Kölner Dombauhütte unterstützt Wiederaufbau Vier Fenster von Notre-Dame erstrahlen in neuem Glanz

Im April 2019 stand die Kathedrale Notre-Dame in Flammen. Rund fünfeinhalb Jahre nach dem Wiederaufbau erstrahlt das Pariser Wahrzeichen in neuem Glanz – auch dank Unterstützung der Kölner Dombauhütte, die vier Fenster aus dem südlichen Langhaus restauriert hat.

Die Brandkatastrophe löste weltweit tiefe Betroffenheit aus – und eine Welle der Spendenbereitschaft.
Die Brandkatastrophe löste weltweit tiefe Betroffenheit aus – und eine Welle der Spendenbereitschaft. - © QuentinH (stock.adobe.com)

Bei dem verheerenden Großbrand von Notre-Dame am 15. April 2019 stürzten der gesamte Dachstuhl sowie Teile des Gewölbes ein, während die Hauptstruktur der Kathedrale weitgehend erhalten blieb.
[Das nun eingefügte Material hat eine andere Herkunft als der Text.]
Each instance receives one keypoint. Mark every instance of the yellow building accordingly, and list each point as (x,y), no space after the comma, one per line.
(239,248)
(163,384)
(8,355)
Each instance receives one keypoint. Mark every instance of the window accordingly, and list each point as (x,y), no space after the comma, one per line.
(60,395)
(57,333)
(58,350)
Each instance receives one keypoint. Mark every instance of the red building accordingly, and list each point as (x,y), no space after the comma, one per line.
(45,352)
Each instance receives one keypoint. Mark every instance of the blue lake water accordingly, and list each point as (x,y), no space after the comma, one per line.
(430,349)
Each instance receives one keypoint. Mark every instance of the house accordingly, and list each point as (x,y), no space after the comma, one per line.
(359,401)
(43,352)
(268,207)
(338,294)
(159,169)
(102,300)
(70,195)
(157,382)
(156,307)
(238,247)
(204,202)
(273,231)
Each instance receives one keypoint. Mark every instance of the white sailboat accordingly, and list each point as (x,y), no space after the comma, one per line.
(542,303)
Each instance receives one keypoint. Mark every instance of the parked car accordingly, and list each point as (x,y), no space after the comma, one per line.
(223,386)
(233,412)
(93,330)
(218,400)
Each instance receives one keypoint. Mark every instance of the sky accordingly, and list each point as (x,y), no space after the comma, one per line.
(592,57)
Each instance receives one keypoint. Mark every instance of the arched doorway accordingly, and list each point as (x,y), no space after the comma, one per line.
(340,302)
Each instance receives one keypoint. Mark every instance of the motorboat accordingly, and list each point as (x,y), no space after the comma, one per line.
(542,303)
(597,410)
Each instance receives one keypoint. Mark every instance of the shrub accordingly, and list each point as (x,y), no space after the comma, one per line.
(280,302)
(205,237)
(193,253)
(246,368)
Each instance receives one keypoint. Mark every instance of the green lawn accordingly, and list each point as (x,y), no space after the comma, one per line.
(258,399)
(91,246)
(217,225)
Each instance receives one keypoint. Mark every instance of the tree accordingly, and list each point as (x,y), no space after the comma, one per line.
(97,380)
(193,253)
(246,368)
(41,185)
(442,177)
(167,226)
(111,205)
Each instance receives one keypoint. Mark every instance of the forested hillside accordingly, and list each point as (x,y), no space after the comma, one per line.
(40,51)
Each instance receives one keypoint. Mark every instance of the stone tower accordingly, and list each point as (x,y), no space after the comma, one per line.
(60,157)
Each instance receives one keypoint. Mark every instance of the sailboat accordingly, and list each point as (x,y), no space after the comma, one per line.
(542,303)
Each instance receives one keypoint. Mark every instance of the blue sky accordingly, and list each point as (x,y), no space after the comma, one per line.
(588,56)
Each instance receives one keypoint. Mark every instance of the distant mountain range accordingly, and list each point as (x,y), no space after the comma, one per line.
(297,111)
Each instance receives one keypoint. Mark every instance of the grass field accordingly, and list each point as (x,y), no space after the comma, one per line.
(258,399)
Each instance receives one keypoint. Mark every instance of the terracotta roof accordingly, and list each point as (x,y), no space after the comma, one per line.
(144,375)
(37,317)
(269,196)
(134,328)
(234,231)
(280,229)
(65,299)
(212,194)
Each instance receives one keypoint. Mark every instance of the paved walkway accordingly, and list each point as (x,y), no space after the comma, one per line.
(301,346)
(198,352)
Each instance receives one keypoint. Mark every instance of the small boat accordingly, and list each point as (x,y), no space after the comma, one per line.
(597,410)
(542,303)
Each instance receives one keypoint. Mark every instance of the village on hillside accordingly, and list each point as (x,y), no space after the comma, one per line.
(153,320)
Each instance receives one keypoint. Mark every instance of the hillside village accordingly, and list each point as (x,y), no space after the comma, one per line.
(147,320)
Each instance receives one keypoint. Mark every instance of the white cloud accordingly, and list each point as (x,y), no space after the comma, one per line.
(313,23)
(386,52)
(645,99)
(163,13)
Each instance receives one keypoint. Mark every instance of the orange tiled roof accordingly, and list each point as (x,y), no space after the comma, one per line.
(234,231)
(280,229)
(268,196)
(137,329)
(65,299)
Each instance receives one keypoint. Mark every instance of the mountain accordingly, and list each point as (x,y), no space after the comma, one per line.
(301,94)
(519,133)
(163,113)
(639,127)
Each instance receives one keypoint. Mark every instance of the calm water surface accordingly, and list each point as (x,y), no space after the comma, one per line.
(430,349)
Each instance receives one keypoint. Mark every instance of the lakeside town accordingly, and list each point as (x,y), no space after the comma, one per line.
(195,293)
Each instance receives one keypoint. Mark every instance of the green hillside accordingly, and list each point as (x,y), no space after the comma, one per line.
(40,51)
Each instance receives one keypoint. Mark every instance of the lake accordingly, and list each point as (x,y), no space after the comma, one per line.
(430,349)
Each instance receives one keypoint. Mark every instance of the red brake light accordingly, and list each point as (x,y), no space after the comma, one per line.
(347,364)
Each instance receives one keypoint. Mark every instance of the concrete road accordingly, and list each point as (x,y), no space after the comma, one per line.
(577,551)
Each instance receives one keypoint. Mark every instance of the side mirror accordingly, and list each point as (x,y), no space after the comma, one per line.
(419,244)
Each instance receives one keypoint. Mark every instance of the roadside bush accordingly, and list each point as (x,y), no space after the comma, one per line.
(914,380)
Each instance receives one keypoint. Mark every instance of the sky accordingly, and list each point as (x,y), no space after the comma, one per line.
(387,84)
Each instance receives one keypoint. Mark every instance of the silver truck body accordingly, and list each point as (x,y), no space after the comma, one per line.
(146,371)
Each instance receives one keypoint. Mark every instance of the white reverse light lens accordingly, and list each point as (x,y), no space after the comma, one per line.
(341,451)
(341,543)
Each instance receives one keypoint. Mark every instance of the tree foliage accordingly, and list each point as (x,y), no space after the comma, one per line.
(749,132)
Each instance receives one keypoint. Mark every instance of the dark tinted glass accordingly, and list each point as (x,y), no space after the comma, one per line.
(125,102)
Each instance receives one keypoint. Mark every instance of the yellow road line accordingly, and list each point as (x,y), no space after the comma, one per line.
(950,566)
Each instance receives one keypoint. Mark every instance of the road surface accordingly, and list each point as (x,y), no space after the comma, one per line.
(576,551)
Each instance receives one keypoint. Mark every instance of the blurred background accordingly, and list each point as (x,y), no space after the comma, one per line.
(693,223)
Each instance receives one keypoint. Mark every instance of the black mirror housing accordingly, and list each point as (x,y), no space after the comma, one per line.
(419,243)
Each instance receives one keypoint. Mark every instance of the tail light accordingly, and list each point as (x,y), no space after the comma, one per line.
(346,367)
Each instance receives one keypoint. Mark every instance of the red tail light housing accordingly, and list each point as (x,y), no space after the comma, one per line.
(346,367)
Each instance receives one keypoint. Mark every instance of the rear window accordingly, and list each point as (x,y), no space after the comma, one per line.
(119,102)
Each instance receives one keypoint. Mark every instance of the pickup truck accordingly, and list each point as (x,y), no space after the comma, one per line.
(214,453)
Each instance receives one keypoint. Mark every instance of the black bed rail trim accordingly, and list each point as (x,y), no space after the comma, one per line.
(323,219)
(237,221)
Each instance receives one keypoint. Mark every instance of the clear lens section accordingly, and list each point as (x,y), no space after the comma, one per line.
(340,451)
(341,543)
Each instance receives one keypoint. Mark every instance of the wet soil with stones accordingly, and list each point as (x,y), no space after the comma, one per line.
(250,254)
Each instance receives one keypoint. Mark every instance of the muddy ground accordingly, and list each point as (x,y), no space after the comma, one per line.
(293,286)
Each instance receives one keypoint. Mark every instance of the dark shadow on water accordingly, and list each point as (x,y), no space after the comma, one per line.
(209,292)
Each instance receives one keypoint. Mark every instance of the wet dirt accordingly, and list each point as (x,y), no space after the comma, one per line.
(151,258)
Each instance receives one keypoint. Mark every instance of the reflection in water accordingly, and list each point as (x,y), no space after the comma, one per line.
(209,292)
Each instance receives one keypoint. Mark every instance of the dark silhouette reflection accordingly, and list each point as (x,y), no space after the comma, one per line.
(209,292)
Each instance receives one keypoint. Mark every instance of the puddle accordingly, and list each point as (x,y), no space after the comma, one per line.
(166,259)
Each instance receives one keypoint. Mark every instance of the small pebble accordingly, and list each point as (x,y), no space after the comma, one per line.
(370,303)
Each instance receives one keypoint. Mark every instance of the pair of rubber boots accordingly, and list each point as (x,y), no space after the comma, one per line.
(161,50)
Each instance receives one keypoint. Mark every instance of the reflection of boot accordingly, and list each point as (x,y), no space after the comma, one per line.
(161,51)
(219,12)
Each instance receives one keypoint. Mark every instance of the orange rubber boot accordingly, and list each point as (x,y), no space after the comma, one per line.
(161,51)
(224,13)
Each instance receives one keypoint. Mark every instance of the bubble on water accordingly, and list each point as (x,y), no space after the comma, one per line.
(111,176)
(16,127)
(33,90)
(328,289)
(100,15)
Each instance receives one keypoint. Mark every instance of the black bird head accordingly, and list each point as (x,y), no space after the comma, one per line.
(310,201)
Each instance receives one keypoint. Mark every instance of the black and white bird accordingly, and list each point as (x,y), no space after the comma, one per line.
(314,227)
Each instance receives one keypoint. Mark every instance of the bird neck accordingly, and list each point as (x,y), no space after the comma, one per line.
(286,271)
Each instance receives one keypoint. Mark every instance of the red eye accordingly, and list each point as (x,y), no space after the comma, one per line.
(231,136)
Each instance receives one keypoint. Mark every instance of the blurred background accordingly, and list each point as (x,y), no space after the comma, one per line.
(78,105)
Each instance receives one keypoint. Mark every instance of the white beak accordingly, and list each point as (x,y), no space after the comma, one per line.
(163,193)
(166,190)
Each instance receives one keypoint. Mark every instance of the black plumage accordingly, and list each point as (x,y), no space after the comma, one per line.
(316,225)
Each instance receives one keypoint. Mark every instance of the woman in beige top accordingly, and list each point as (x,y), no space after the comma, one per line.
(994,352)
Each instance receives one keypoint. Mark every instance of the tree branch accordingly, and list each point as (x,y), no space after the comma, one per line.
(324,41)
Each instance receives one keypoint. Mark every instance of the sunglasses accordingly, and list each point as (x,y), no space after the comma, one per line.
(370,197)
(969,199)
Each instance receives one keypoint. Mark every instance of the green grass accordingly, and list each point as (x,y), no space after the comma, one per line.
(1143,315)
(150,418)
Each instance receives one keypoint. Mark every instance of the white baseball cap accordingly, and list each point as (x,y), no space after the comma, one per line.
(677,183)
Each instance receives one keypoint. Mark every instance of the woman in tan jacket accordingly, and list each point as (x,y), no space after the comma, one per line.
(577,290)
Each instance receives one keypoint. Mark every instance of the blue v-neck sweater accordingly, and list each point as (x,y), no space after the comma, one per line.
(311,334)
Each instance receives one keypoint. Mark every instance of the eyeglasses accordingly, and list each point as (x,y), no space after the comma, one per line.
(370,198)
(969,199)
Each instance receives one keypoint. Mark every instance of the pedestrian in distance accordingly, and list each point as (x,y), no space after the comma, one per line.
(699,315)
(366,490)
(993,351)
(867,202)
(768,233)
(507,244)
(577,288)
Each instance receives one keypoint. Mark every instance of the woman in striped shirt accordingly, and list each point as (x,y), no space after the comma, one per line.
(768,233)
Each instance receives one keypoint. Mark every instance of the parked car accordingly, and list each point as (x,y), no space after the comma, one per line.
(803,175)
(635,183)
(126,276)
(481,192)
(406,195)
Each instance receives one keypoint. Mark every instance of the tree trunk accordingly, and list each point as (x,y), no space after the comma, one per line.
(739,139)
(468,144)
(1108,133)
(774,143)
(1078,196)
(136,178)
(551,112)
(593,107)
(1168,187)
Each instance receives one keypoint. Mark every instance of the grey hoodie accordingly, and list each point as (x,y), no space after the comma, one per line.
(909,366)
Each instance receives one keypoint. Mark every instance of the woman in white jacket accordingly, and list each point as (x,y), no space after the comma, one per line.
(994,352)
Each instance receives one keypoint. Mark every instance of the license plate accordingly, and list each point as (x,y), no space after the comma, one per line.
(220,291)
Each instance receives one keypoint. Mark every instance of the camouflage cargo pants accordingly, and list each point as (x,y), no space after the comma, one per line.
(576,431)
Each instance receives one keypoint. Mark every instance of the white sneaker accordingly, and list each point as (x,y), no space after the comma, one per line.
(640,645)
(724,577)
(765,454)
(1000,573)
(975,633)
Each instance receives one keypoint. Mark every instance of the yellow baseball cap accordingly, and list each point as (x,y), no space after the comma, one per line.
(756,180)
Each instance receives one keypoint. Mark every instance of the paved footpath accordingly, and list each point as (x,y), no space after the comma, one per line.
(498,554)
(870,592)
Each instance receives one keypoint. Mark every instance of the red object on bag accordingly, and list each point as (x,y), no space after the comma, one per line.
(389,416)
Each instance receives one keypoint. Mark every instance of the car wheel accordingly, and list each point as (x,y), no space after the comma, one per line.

Die Katastrophe löste weltweit tiefe Betroffenheit und eine Welle der Solidarität aus, die von zahlreichen Spendenaktionen begleitet wurde.

Auch aus Deutschland kamen viele Unterstützungsangebote für den Wiederaufbau des Pariser Wahrzeichens. Auf höchster politischer Ebene sicherten der damalige nordrhein-westfälische Ministerpräsident Armin Laschet und die ehemalige Kölner Dombaumeisterin Barbara Schock-Werner umgehende Hilfe zu.

Alsbald konkretisierte sich der Entschluss, die deutschen Spendengelder in die Restaurierung von Glasmalereien zu investieren. So wurde kalkuliert, dass mit der Gesamtsumme vier Fenster der Kathedrale erneuert werden können. Bei der Wahl der Werkstatt war man sich schnell einig: Die Kölner Dombauhütte sollte die Restaurierungsarbeiten ausführen, da sie über die nötigen personellen Kapazitäten verfügt, um ein solches Großprojekt realisieren zu können.

Mosaike mit abstrakten Mustern

Und so kam es, dass am 7. April 2022 der Lkw einer französischen Kunstspedition 44 Holzkisten bei der Werkstatt der Kölner Dombauhütte anlieferte. Der Inhalt: 316 Glasmalereifelder von vier Fenstern aus Notre-Dame mitsamt Eisenrahmenkonstruktionen. Für die Einlagerung der Bauteile war viel Platz erforderlich, denn selbst ohne Rangierfläche nahmen alle Kisten eine Stellfläche von etwa 30 Quadratmeter ein.

Die vier jeweils zirka 22 Quadratmeter großen Fenster gehören zu einem Zyklus von zwölf Fenstern aus dem südlichen Langhaus der Kathedrale. Entworfen hat sie der renommierte französische Glasmaler, Grafiker und Kupferstecher ­Jacques Le Chevallier. Bei der Gestaltung der Fenster setzte er auf kleine Mosaike aus unterschiedlich großen Rechtecken mit abstrakten Mustern in hellen sowie blauen, roten und grünen Farbtönen. Der Einbau der Chevallier-Fenster erfolgte im Jahr 1965. Dort blieben sie schließlich 54 Jahre unversehrt an ihrem Platz – bis zu dem Brand vor mehr als fünf Jahren.